Recently, autophagy was reported to facilitate tumor cell metastasis by activating various signaling pathways, such as TGFβ [54] and MAPK/ERK [55] pathways. The present analysis in HNSCC tissues with LNM also demonstrated the pro-metastatic role of autophagy in HNSCC. Moreover, several studies have revealed TBC1Ds could regulate autophagy in other tumors [56-58]. Thus, it was hypothesized that TBC1D14 inhibits LNM by suppressing autophagy. As shown in the results, TBC1D14 overexpression suppressed autophagy by decreasing the protein levels of LC3-II and increasing the levels of p62. Immunofluorescence and TEM assays revealed that TBC1D14 overexpression could also inhibit autolysosome formation. Autophagy inhibitors reversed the enhanced migration of TBC1D14-KD cells. Taken together, these results suggested that TBC1D14 exhibits the anti-metastatic effect in HNSCC by inhibiting autophagy. Although the present findings are largely similar to previous findings in 293T cells [32, 33], the correlation between TBC1D14 and p62 was contrasting. In previous studies, TBC1D14 expression was only correlated with starvation-induced autophagy, and it did not change the protein levels of p62 in 293T cells. However, in the present study, TBC1D14 could inhibit autophagy without starvation stress, and its expression significantly positively correlated with p62 expression. The contrasting results could be because of the difference in cell lines. The huge demand for nutrients increases autophagy levels in tumor cells to fuel nearly all aspects of metabolism by degrading diverse substrates [59-61]. Therefore, the correlation between TBC1D14 expression and autophagy in cancer cells without starvation induction seems plausible.
TBC1D14 inhibited lymph node metastasis in vivo. (A) The workflow of lymph node metastasis model. (B) Fadu cells with empty or TBC1D14 coding vector were injected into nude mice and visualized with IVIS system.

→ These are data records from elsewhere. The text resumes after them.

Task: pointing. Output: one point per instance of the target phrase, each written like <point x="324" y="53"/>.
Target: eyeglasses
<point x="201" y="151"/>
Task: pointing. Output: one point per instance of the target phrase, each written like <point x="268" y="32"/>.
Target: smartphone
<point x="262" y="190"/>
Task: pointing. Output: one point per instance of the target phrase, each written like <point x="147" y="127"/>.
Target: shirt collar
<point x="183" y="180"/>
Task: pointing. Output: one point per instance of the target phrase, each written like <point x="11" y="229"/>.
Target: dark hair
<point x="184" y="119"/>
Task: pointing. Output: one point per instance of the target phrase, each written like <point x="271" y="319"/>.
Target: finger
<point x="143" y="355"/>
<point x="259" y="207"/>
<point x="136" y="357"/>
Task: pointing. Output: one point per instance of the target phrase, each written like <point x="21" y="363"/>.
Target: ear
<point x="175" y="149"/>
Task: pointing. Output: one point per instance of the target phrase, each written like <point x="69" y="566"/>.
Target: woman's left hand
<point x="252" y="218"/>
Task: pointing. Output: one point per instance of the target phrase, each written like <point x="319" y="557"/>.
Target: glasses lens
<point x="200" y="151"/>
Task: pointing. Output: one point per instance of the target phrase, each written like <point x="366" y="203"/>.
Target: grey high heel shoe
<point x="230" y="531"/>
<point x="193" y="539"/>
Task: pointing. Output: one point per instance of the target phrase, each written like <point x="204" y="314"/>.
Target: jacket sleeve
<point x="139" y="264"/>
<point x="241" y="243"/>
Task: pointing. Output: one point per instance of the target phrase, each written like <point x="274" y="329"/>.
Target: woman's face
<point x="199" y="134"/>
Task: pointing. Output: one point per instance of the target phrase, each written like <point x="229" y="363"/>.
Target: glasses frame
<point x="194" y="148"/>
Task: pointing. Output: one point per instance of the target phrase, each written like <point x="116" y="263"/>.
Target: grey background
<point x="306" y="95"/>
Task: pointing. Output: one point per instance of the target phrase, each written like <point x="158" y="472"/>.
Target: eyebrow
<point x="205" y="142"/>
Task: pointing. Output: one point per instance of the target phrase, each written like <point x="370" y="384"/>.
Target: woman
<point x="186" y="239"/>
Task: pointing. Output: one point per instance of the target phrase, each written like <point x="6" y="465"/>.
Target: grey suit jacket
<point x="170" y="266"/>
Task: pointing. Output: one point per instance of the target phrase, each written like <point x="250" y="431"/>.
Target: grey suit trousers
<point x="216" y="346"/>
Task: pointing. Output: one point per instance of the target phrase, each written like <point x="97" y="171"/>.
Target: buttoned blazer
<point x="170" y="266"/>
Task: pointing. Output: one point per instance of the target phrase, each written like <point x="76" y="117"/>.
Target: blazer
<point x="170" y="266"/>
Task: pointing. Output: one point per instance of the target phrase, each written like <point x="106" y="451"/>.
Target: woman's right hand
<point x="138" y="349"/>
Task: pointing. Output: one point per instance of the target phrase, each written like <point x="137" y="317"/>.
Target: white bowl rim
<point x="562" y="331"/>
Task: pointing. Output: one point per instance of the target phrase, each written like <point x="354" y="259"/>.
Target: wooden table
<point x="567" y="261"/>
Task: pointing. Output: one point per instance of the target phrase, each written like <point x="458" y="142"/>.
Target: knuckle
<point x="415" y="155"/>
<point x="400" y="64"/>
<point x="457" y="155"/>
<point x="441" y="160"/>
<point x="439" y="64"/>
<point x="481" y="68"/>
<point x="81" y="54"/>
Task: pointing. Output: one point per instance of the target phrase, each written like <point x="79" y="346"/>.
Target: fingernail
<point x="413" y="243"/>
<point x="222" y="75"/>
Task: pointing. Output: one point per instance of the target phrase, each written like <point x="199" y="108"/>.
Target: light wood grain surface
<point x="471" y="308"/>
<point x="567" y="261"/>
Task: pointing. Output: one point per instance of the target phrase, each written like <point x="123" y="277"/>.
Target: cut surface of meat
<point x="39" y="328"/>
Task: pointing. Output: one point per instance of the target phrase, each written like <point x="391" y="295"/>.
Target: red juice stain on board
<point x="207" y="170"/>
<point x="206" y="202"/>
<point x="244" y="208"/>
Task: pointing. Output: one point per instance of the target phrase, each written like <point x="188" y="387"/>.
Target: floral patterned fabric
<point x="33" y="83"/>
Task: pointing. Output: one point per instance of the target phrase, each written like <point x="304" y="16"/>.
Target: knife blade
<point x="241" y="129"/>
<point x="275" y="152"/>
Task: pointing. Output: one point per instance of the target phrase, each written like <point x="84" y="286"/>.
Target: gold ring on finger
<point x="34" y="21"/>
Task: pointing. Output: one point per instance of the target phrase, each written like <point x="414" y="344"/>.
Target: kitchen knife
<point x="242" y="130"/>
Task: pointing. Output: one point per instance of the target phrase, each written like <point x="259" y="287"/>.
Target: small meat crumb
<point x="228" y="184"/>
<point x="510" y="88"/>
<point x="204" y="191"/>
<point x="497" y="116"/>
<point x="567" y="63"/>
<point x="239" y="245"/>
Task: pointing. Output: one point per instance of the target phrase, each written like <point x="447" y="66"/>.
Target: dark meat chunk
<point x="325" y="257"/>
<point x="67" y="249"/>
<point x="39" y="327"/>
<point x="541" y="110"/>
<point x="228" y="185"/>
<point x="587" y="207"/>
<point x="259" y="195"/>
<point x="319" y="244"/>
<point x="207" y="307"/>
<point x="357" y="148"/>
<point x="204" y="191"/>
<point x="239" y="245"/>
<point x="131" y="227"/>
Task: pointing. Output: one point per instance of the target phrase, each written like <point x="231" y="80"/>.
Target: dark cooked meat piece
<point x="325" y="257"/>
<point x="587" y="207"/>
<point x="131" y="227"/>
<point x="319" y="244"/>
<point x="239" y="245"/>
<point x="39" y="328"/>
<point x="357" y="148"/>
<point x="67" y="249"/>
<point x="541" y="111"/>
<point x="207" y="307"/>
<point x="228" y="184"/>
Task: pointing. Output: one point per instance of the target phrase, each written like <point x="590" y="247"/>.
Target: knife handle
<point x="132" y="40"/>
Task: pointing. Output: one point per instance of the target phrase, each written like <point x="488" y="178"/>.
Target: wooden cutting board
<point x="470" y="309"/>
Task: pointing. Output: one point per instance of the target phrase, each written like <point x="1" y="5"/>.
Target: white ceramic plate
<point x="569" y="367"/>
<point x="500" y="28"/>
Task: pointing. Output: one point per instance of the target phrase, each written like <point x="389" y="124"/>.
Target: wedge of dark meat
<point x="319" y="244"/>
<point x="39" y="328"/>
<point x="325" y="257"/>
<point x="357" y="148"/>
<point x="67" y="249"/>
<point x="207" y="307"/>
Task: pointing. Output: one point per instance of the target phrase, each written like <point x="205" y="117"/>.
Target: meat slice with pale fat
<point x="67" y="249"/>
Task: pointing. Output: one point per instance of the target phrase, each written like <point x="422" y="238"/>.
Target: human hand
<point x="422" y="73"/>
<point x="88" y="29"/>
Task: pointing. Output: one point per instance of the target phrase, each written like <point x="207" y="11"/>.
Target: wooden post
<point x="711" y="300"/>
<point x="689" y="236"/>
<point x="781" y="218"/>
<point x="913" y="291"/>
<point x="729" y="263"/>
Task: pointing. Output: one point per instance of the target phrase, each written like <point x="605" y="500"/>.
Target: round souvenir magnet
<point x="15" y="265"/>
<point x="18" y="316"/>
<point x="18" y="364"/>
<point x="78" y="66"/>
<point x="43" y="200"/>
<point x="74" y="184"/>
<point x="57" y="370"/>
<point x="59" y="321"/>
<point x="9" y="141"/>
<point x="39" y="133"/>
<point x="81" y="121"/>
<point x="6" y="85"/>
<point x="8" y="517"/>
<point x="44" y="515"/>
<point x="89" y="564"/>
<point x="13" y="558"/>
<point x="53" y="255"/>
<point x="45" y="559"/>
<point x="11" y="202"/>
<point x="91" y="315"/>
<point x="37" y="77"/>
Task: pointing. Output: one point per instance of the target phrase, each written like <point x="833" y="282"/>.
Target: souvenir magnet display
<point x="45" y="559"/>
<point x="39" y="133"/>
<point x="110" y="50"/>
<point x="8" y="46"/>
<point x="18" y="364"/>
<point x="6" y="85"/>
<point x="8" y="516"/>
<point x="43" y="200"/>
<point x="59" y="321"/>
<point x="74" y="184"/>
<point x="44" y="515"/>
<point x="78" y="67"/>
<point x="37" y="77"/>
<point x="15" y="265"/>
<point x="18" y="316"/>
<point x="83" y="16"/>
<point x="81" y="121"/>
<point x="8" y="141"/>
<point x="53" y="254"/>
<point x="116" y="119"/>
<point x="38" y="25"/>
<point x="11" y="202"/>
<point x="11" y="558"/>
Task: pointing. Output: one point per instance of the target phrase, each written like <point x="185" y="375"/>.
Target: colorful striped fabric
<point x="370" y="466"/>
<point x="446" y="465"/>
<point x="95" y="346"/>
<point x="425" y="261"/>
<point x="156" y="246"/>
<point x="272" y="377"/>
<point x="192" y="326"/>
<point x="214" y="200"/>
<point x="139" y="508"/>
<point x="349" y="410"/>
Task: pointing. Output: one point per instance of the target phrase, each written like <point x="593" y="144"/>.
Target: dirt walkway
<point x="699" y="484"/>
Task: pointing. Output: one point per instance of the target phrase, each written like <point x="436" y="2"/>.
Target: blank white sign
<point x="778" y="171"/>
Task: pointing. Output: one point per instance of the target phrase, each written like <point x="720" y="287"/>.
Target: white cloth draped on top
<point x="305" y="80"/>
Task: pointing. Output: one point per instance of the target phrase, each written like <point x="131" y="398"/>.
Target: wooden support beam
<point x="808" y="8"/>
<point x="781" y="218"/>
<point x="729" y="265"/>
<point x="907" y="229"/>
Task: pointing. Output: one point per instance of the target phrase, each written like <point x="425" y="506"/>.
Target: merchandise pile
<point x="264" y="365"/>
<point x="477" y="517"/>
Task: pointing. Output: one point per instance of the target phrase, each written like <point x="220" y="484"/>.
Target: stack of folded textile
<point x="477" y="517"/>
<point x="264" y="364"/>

Representative images of metastasis model were shown on the left side. Red arrows indicated the metastasis lymph node. Mean intensity of the fluorescent were shown on the right-side histography. (C) Representative anatomy maps of metastasis model. Red arrows indicated lymph node and red Pentagram indicated the primary-site tumors. (D-G) The primary-site tumors and lymph nodes from xenograft metastasis models were harvest at day 40 (D). Histograms represents the tumor volume (E) and lymph node volume (F) and weight (G). (H-I) Lymph nodes were examined by H&E staining to assess the status of metastasis. Representative metastatic lymph node was shown on the left side (H), and the incidence of metastasis was shown on the right-side graph (I). (J) Correlation between TBC1D14 and MAEA was assessed in the primary-site tumors by immunohistochemical staining. * P-value <0.05, **0.01; ***0.001; ****0.0001. IVIS: In Vivo Imaging System, EV1: empty vector of TBC1D14.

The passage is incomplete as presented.